When I first started working (mind you, it was a minimum wage job in a clothing and accessory factory store), I was psycho obsessed. I would be excited to wake up every morning and be ready an hour before work. I never took lunch breaks, and I was usually the last person to leave. I worked fast, I worked hard, and when there was nothing to do, I found something. For example, the entire back wall of the store had cubicles in which jeans were folded and arranged in size, style and brand. Each cubicle held an average of ten pairs of jeans, but most of the cubicles were empty. So I went to the manager and asked him if I could do an entire clean up of the jeans. He told me I was crazy and that he didn't have enough staff to waste time on replenishing jeans. I went ahead with it, shifting jeans that were already on the store floor and bringing down stock from the store room. It took me a week, but in the end I had brought down over 300 pairs of jeans, had them size tagged, folded them and arranged them into cubicles according to size, style and brand. I admit, I did not do it all on my own, but most of the time, it had just been me. In the end, I felt as if I had achieved the greatest thing ever, and that made me happy. No one else cared. However, I did.

Forward three years, I had moved to the cash desk to work as a cashier. I started of as the fastest cashier and the few times that I had made a mistake, I would go home and torture myself over it, trying to work out how I could have made such an error. No one liked me except the managers and the casual staff who didn't really care much about the job. None of it mattered. Then, I started campus and was only worked weekends. The store was quiet, there was nothing to do and I was tired of hearing other staff members constantly complain of their lives. The spark within me had died. I had lost the motivation to do more than what was required of me.

Passion fades. When I was a kid, my uncle told me that passion is like taking the first sip of passion fruit juice and swirling it around your mouth. Allowing each taste to tease your taste buds; feeling the pips crush under your teeth; and pausing after you swallow to acknowledge the lingering after taste. Passion, in his eyes, was something worth savouring.
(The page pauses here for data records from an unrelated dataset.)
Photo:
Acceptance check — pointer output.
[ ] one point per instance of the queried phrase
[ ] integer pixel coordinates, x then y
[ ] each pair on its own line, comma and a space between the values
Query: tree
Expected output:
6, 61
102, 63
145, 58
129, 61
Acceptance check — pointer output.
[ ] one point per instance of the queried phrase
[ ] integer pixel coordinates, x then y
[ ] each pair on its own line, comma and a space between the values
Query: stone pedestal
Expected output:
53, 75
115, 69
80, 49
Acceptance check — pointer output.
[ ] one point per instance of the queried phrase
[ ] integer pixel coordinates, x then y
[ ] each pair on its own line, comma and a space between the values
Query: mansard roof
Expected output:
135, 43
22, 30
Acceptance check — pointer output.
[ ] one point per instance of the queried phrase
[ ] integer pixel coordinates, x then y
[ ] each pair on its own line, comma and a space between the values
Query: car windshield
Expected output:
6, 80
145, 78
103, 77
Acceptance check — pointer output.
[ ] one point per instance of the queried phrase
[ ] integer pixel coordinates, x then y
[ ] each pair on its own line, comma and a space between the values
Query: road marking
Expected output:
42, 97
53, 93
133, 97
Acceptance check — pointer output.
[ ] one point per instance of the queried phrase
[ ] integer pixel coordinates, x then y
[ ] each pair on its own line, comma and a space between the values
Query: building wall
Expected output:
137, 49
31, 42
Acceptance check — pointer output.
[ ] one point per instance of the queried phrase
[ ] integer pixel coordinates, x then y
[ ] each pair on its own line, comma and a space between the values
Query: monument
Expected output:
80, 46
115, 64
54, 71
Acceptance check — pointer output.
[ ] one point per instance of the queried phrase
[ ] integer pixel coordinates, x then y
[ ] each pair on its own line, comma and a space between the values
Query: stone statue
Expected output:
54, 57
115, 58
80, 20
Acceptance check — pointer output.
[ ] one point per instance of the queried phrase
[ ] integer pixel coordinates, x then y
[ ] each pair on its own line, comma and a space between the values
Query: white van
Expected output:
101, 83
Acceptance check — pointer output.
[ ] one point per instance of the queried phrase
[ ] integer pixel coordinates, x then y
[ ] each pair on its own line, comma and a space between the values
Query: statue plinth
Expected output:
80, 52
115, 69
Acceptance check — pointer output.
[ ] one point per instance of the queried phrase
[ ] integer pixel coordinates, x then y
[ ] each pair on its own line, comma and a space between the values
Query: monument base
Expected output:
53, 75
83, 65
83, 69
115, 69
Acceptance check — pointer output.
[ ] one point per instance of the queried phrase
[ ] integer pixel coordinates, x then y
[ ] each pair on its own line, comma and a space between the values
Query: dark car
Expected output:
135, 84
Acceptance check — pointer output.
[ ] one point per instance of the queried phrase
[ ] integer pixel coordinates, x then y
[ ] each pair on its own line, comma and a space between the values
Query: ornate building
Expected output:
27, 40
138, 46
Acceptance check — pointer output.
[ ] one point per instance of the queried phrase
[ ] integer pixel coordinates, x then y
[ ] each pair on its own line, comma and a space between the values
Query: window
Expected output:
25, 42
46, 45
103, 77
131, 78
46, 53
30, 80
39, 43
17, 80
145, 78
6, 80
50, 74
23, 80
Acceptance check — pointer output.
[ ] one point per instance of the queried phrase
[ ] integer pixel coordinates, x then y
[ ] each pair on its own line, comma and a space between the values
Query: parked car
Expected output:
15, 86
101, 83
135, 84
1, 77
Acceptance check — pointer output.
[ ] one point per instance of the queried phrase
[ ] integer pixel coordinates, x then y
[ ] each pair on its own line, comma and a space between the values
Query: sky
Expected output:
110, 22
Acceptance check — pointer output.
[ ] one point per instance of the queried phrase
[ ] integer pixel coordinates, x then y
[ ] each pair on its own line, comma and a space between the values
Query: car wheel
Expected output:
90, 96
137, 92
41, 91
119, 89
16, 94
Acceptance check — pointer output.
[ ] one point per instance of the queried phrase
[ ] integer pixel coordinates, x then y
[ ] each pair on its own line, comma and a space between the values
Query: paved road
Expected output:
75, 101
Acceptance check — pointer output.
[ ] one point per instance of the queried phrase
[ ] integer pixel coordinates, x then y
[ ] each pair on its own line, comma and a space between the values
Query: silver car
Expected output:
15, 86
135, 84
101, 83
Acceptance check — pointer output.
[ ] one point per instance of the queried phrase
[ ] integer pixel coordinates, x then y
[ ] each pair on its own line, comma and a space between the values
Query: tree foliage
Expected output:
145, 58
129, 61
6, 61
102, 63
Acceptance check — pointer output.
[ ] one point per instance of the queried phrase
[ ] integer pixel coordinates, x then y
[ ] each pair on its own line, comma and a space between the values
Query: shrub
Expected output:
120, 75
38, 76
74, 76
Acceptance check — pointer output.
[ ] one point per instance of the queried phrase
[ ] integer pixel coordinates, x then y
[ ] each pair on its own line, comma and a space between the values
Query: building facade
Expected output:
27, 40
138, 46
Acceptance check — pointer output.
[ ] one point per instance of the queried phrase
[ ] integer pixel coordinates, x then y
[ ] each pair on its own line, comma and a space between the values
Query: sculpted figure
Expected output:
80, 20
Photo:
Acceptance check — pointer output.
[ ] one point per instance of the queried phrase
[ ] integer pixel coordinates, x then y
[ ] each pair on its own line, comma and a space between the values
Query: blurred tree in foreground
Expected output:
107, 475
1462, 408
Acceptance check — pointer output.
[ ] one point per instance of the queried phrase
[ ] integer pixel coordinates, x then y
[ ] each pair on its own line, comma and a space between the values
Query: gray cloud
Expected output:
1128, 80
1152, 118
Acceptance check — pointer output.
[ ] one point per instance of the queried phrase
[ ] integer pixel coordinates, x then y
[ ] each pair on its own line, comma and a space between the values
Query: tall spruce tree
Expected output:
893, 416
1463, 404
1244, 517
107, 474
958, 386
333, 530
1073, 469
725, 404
Another area in which I had recently given it my all is love. I loved this guy completely for years. I went all in; given him every piece of me. My entire campus life revolved around him; not that I had stalked him, but I had arranged my life around him. I walked out of an examination once without completing it because I had seen him walk out and I had wanted to chat to him. I once changed my timetable so that we could be in a lecture together (ironically, it was that lecture that allowed us to become friends). When he spoke to me, I was insanely happy; and when I didn't see him, I felt like I wasn't complete.

When the friendship failed catastrophically, I felt as if I had failed. As if I was defected and inadequate. I blamed myself - which only augmented him into something more perfect. The spark within me that let me love everyone and everything had faded. I would even get annoyed with my pets and friends, yearning to be alone in my misery. My talents became mediocre. My life seemed worthless. The passion had faded.

Passion may fade, but passion may never die. We become afraid of failure and we prevent ourselves from getting hurt. Our safety mechanism is to hold back; to stop caring; and to self-indulge in our own pity.

Today's inspiration: rekindling passion.

Last night, I stared at my computer screen, trying to complete preliminary tasks for this job that I had applied for. The tasks were mindless, and I barely understood what I had to do (maybe I was just complicating something simple). I ended up not completing it after coming up with a list of reasons for why this job was not suitable to my needs and capabilities.

It made me think about campus, about school, about work. For some reason, I don't remember ever giving 100% of myself to learning. I remember not doing homework since I was in grade 3. I always left studying for examinations for the last moment. It was not because I was lazy or uninterested... but because I was scared.

The thing is, when we don't put in everything that we are into something and we fail, we can always say that it was because we had not tried our best. When we do push ourselves to our greatest potential and we fail, our entirety fails. There's nothing to blame but ourselves.

There is no point to life if we don't live life to the fullest. There is no point in doing things halfway and letting them slide as if we never cared. I believe  that if we want something, we should do everything that we can to get it, regardless of how many times we fail. I apply this philosophy to relationships (family, friends) as well. If you care about someone and things go wrong, you should to everything that you can to fix it (however, within limits). 
Life is short. We need to learn how to let go of all the pain and fear that hinders us from living passionately. When you learn how to let go, you will learn how to live. Nothing will be able to put out the passion within you.

Life is beautiful. Don't let it slip away. Deactivate your protective shields and allow yourself to feel, to savour every aspect of life, be it pain or love or happiness.